ESGF logo Rooki logo Cartopy logo

Demo: Regridding and Plotting with Rooki and Cartopy¶

Overview¶

In this notebook, we demonstrate how to use Rooki to regrid CMIP model data and plot it in Cartopy for two examples:

Regrid two CMIP models onto the same grid
Coarsen the output for one model

Prerequisites¶

Concepts	Importance	Notes
Intro to intake-esgf	Necessary
Intro to Cartopy	Necessary
Using Rooki to access CMIP6 data	Helpful	Familiarity with rooki
Understanding of NetCDF	Helpful	Familiarity with metadata structure

Time to learn: 15 minutes

Imports¶

import os
import intake_esgf

# Run this on the DKRZ node in Germany, using the ESGF1 index node at LLNL
os.environ["ROOK_URL"] = "http://rook.dkrz.de/wps"
intake_esgf.conf.set(indices={"anl-dev": False,
                               "ornl-dev": False,
                               "esgf-node.llnl.gov": True})

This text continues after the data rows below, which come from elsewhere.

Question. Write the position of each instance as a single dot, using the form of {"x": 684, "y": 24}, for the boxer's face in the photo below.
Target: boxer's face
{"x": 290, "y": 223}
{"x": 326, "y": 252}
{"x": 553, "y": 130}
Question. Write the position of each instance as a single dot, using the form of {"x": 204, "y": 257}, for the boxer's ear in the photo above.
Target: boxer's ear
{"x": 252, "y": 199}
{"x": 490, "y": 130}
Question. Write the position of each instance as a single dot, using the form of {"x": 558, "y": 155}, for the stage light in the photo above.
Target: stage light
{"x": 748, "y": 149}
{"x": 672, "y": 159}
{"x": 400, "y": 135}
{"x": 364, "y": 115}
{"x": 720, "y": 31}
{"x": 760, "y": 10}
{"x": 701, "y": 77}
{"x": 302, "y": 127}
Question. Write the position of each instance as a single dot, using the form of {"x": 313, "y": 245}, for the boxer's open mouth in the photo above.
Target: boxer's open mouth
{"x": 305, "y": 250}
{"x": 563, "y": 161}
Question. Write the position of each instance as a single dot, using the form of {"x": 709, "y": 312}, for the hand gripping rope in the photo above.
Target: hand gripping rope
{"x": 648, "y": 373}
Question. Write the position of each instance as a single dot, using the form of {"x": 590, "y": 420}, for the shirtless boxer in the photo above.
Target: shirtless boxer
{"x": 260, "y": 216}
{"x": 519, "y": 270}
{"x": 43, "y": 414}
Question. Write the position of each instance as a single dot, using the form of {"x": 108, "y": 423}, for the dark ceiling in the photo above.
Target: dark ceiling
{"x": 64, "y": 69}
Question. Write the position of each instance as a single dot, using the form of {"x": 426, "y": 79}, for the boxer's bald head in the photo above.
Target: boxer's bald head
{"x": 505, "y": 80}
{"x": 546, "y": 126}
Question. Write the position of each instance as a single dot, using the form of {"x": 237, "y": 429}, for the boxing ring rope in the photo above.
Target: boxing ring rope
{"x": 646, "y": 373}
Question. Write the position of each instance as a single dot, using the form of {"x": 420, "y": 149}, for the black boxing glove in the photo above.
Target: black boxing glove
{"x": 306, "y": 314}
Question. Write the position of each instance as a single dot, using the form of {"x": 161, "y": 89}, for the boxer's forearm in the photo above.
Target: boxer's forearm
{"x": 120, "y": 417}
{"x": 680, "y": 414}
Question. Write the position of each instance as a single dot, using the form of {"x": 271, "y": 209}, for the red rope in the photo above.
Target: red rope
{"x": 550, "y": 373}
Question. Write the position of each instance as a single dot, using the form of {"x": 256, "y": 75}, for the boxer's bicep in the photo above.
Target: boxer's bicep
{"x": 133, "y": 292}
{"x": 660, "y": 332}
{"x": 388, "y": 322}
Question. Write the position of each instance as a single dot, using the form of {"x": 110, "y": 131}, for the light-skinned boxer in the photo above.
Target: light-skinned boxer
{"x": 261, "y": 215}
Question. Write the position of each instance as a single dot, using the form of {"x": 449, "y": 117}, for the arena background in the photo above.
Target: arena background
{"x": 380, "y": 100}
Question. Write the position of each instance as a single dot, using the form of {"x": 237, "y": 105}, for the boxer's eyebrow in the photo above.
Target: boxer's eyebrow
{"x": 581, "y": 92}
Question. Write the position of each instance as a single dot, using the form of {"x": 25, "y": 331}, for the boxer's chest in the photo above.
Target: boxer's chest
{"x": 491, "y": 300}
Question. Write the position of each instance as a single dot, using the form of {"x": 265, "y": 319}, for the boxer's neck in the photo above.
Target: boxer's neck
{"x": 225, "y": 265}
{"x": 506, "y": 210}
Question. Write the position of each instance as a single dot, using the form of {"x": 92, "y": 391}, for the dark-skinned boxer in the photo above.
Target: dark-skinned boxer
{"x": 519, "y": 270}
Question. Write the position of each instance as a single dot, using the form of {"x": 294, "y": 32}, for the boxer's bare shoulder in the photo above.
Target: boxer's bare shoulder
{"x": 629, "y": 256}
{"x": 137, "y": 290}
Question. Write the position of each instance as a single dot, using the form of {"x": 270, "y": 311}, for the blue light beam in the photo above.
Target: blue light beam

import rooki.operators as ops
import matplotlib.pyplot as plt
import matplotlib.colors as mcolors
import cartopy.crs as ccrs
import cartopy.feature as cfeature

import intake_esgf
from intake_esgf import ESGFCatalog
from rooki import rooki
from matplotlib.gridspec import GridSpec
from mpl_toolkits.axes_grid1.inset_locator import inset_axes

Example 1: Regrid two CMIP6 models onto the same grid¶

In this example, we want to compare the historical precipitation output between two CMIP models, CESM2 and CanESM5. Here will will look at the annual mean precipitation for 2010.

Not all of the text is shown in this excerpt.